Mercredi, le chef de la police locale, Thomas Jackson, a annoncé sa démission après la publication d'un rapport accablant du ministère de la Justice qui détaillait les pratiques racistes de la police et de la municipalité de Ferguson, ville à majorité noire mais dont les responsables sont blancs.
Cette annonce n'a pas suffi à calmer les esprits. Et quelques heures plus tard, une soixantaine de personnes s'étaient rassemblées pour protester devant le commissariat.
Au moins 3 coups de feu
Selon John Belmar, les manifestants étaient en train de se disperser quand au moins trois coups de feu ont été tirés.
"Les deux policiers se trouvaient là lorsqu'on leur a tiré dessus. Simplement parce que c'était des policiers", a-t-il déclaré.
Selon un témoin, Markus Roehrer, l'ambiance était tendue, mais il a d'abord cru, en entendant les coups de feu, qu'il s'agissait de pétards, a-t-il raconté sur CNN.
"Quand j'ai vu les policiers tomber, je me suis dit que c'était bien pire", a-t-il dit.
La provenance des tirs indéterminée
Dans une vidéo amateur diffusée par CNN, on entend des tirs et on voit les gens fuir paniqués. On peut aussi entendre un gémissement, puis on voit des policiers s'affaisser.
La provenance des tirs n'a pas été clairement déterminée, a précisé John Belmar.
Selon Markus Roehrer, les coups de feu provenaient d'une certaine distance derrière les manifestants. "Leur mettre ça sur le dos serait totalement injuste", a-t-il encore déclaré à CNN.
Rapport dévastateur
La démission du chef de la police de Ferguson, réclamée par de nombreux militants et organisations des droits civiques, est intervenue une semaine après la publication du rapport accablant du ministère de la Justice.
Une enquête fédérale avait été lancée après la mort de Michael Brown. Un premier rapport avait conclu que cette enquête ne montrait pas "de comportement susceptible de poursuite judiciaire" du policier, déjà exonéré de poursuites au pénal par un jury local.
Mais un second rapport, dévastateur, s'était penché sur les pratiques policières au quotidien dans la ville montrant, chiffres à l'appui, l'inégalité de traitement réservée aux Noirs.
Courriers racistes entre policiers
Il pointait également un système violant parfois la légalité, où la police "sous pression de la municipalité, n'était plus un service public mais un outil pour gagner de l'argent" en générant toujours plus d'amendes, les Noirs là encore étant principalement les victimes.

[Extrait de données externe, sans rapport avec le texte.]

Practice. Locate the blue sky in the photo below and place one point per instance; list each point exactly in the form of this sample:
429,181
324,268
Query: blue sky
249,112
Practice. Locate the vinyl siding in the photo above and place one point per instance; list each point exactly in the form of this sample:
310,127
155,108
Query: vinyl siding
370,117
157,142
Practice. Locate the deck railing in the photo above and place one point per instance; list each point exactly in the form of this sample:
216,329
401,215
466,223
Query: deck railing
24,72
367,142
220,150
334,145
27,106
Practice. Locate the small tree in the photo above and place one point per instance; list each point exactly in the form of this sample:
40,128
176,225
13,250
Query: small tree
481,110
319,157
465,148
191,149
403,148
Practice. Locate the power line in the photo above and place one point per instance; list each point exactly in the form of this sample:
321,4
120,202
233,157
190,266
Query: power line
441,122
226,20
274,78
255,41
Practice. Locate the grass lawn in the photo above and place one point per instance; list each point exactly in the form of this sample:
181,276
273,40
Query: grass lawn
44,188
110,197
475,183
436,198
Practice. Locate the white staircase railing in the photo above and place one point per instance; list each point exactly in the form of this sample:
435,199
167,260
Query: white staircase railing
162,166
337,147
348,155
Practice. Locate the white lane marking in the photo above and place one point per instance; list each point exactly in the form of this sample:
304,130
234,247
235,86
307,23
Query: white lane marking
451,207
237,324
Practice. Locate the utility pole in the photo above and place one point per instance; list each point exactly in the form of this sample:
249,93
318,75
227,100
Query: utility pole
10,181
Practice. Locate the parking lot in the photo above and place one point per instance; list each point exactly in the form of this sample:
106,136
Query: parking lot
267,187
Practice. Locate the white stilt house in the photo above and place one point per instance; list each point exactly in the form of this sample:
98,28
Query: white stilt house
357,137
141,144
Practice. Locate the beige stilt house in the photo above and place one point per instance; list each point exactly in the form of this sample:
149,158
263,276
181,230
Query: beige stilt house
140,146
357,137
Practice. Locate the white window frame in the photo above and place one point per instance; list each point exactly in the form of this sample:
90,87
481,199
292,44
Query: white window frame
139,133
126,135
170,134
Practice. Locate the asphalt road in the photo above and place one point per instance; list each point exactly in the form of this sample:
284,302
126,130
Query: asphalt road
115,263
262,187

Des courriers racistes étaient également échangés entre policiers ou employés de la ville.
Le chef de la police de Ferguson, Thomas Jackson, est la cinquième personne à quitter ses fonctions dans l'onde de choc de ce rapport. Le juge municipal Ronald Brockmeyer et le secrétaire général de la ville John Shaw ont aussi démissionné.
Des réformes radicales
Une responsable du tribunal municipal, accusée d'être l'auteur de courriels racistes, a été licenciée et deux policiers, soupçonnés également d'en avoir envoyés, ont démissionné.
Le maire de Ferguson, James Knowles, toujours en fonction, a promis des réformes radicales dans cette ville de 21.000 habitants, majoritairement Afro-américaine.
Après la publication du rapport, la famille avait annoncé qu'elle allait porter plainte au civil contre Darren Wilson et la municipalité pour "mort injustifiée".
Des preuves insuffisantes
Le policier, qui, entre-temps a quitté la police, n'a pas été inculpé, en raison de preuves insuffisantes, a indiqué mercredi le ministère de la justice.
En novembre, un grand jury avait décidé de ne pas engager de poursuites contre lui, déterminant qu'il n'y avait pas de raison suffisante pour intenter des poursuites contre lui.
"Pas un incident isolé"
Dans un pays où le spectre du racisme vis-à-vis de la population noire est toujours présent, le président Barack Obama, premier président noir des Etats-Unis, avait reconnu que le problème dépassait largement Ferguson.
"Je ne pense pas que ce (qui se passe à Ferguson) soit typique de ce qui se passe dans le pays mais ce n'est pas un incident isolé", a-t-il notamment affirmé la semaine dernière.